A NASA computer model produced this high resolution simulation of global winds. (Source: William Putman/NASA Goddard Space Flight Center) This beautiful visualization simulates global wind patterns, including jet streams in the Northern and Southern hemispheres, as well as individual tropical cyclones. It was produced by a system of integrated models, called GEOS-5, run on a NASA supercomputer. Click on the image to get a bigger view and look in particular for small white circles in the Atlantic and Pacific oceans. If you look closely, you'll see faint spiral arms. And a dark center is clearly visible in the center of the one located off the coast of China. These are surface winds from cyclones simulated by the model. The other features are upper level winds, with red coloring indicative of the highest speeds. They look like atmospheric rivers — and in a sense, they are: These are jet streams. (For an even higher resolution version of the image, which allows you to zoom in very close to individual features, click here.) http://www.youtube.com/watch?v=FNnIrIuNbeA This second simulation, also produced by the GEOS-5 supercomputer model, visualizes jet stream patterns in the Northern Hemisphere. As it progresses, you'll notice that the jet stream develops big kinks over North America. Some research has shown that warming in the Arctic is contributing to these big jet stream kinks, which in turn tends to cause weather events such as heat waves and extreme rainfall events to stall and therefore linger longer than they otherwise would. (Andrew Freedman explains the research in this story at Climate Central.) By modeling atmospheric wind flows, scientists hope to gain better insights into how climatic factors affect weather. NASA is using GEOS-5 to do much more than simulate global wind patterns. Run on the Discover supercomputer at the NASA Center for Climate Simulation, the modeling system has been simulating weather down to a geographic resolution of just 3.5 kilometers across. Here's how NASA describes the project:
The complete 2-year “Nature Run” simulation—a computer model representation of Earth's atmosphere from basic inputs including observed sea-surface temperatures and surface emissions from biomass burning, volcanoes and anthropogenic sources—produces its own unique weather patterns including precipitation, aerosols and hurricanes.

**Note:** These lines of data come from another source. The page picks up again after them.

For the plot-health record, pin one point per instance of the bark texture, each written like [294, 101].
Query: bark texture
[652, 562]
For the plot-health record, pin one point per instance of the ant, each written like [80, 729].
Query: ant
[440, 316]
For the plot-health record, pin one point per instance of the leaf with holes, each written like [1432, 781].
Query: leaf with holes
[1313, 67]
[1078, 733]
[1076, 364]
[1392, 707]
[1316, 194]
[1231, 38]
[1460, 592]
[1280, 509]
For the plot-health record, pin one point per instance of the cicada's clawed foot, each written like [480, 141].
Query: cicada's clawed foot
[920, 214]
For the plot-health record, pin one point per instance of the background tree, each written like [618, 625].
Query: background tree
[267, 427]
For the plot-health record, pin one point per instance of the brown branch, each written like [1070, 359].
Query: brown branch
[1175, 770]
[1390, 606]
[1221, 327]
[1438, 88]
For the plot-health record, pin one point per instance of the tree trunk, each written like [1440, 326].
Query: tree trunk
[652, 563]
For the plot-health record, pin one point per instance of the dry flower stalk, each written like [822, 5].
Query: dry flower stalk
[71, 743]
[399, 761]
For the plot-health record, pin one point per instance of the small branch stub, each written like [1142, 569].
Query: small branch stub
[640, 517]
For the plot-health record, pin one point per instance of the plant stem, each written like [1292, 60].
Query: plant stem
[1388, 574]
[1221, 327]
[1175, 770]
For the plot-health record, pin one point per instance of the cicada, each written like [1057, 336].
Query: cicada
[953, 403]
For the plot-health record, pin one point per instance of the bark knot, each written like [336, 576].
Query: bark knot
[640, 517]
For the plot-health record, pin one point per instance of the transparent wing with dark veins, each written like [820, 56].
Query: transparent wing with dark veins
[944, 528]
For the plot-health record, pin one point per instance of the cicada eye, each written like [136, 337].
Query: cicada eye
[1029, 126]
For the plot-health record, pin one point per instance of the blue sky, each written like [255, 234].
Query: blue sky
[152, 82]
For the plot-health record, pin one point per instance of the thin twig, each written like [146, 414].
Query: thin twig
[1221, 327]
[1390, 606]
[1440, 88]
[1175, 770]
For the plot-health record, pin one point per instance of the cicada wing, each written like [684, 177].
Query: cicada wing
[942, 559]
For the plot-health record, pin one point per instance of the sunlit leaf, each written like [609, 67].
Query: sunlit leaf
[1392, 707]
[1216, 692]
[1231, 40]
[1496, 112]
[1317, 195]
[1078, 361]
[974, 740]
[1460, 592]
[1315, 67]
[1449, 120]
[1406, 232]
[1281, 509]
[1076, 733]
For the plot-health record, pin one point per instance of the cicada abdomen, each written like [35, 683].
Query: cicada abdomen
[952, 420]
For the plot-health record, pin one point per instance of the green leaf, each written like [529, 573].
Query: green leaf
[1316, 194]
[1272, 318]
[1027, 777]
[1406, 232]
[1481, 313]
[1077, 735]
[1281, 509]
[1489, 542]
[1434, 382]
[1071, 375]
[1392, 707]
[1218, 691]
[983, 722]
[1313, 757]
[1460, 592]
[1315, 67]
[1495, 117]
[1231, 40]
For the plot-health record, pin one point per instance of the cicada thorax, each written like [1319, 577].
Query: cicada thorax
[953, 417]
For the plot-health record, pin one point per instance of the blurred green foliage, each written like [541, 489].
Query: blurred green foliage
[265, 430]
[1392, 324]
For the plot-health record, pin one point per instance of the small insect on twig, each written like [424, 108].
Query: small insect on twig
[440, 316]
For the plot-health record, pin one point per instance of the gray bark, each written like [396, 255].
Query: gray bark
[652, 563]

http://www.youtube.com/watch?v=mlvLX7YvI88 Here's another product of this modeling effort: a collection of visualizations, from the NASA/Goddard Space Flight Center Scientific Visualization Studio, showing clouds moving over Africa, Europe, Australia, North America, Florida, South America and Antarctica. Keep in mind when you watch the simulations that they show no passage of day and night. If that diurnal effect had not been removed, sunrises and sunsets would sweep across the scene repeatedly and distract from visualizing cloud movements. Even so, you can see one diurnal pattern: Big puffy clouds blossoming and subsiding over Africa in a cyclical pattern. Each day, the clouds grow as heating from the sun causes water vapor to rise in the atmosphere. Here's how the process works: As water vapor rises higher and higher it cools, and when the temperature gets below the dew point, tiny water droplets condense, forming clouds. With nightfall, the solar energy that was causing water vapor to rise goes away. So the cloudiness subsides.